In other words, one of ordinary skill in the art is given sufficient teachings and motivation to deduce that the compositions taught by the references would have results in a reduced level of lipids and triglycerides in blood, improve insulin resistance and improve the subject’s acidified body fluids.
Regarding the daily dose, Werner and Abe provide guidance on lower daily doses of about 1 to about 3 gram per day. with regard to the concentration/amount ranges, the courts have held that “[W]here the general conditions of a claim are disclosed in the prior art, it is not inventive to discover the optimum or workable ranges by routine experimentation.” In re Aller, 220 F.2d 454, 456, 105 USPQ 233, 235 (CCPA 1955); see also Peterson, 315 F.3d at 1330, 65 USPQ2d at 1382 (“The normal desire of scientists or artisans to improve upon what is already generally known provides the motivation to determine where in a disclosed set of percentage ranges is the optimum combination of percentages.”); In re Hoeschele, 406 F.2d 1403, 160 USPQ 809 (CCPA 1969); Merck & Co. Inc. v. Biocraft Laboratories Inc., 874 F.2d 804, 10 USPQ2d 1843 (Fed.
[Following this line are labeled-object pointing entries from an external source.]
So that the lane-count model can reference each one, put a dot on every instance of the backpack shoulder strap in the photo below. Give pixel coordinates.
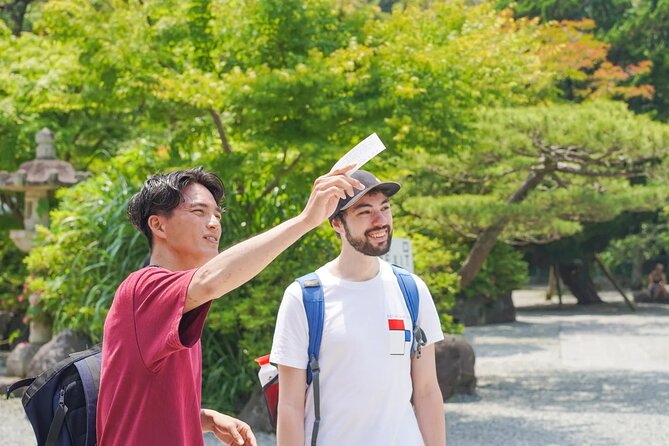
(409, 291)
(89, 371)
(18, 384)
(314, 306)
(312, 296)
(412, 299)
Cir.), cert. denied, 493 U.S. 975 (1989); In re Kulling, 897 F.2d 1147, 14 USPQ2d 1056 (Fed.Cir. 1990); and In re Geisler, 116 F.3d 1465, 43 USPQ2d 1362 (Fed. Cir. 1997).
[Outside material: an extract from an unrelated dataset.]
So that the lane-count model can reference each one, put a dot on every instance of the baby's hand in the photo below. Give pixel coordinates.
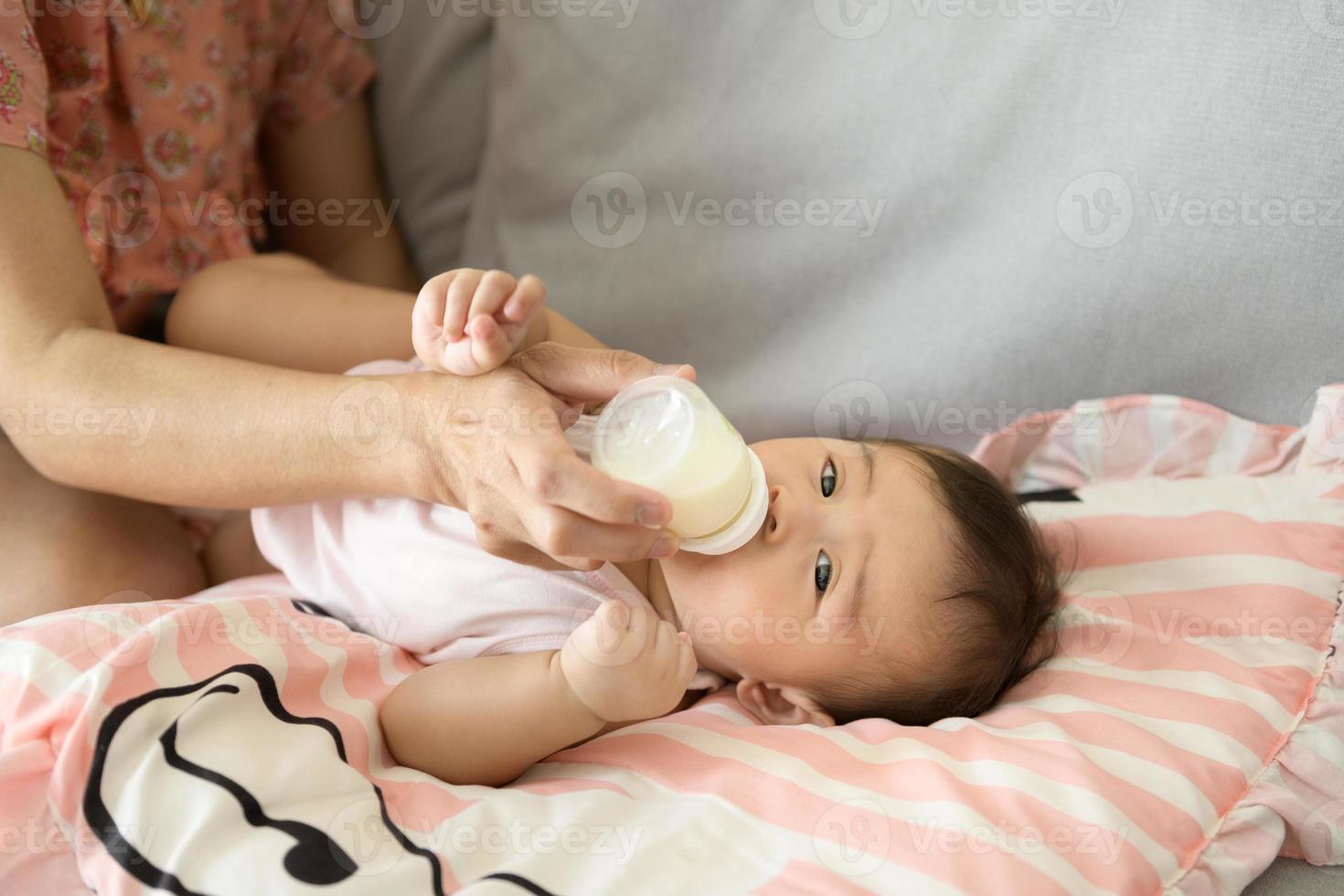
(469, 321)
(626, 664)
Additionally, as evidenced by WO ‘732, doses of up to 12 g per day are disclosed and known (Also see Frang below).
The prior art made of record and not relied upon is considered pertinent to applicant's disclosure.
Frang (A Comparative Study of Three Different Citrate Combinations of Litholytic Action; published 1978).
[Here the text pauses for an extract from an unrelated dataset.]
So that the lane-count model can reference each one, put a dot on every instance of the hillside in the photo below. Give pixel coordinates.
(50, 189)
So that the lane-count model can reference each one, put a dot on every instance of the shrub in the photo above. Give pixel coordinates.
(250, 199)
Frang discloses the administration of Uralyt-U, Magurlit, or Eisenberg solution to patients whose body fluids are acidified (abstract; pg. 196, para.7-8; pg. 197, para.4). Magurlit is composed of citric acid, sodium citrate, potassium citrate, magnesium citrate, and vitamin B6 (pg.195, para.4 to pg. 196, para. 1). The three drugs act by shifting the reaction of the urine to alkalinity. The shift of urinary PH to alkalinity modifies the solubility of the urate calculi by interfering with crystallization and enabling existing calculi to be dissolved (reading on improving metabolism) (pg.196, para.2). the dosage of Uralyt-U is disclosed as about 6 to 8 g daily (See Page 197, last para). On a comparative study, Magurlit and Uralyt-U both have been found hygienic and easy to handle by the patients. The required pH range can be attained within a short time and maintained with similar doses. Side effects, if any, were transitory (pg. 199, para.2).
Response to Arguments
Applicant's arguments filed 02/17/26 have been fully considered but they are not persuasive.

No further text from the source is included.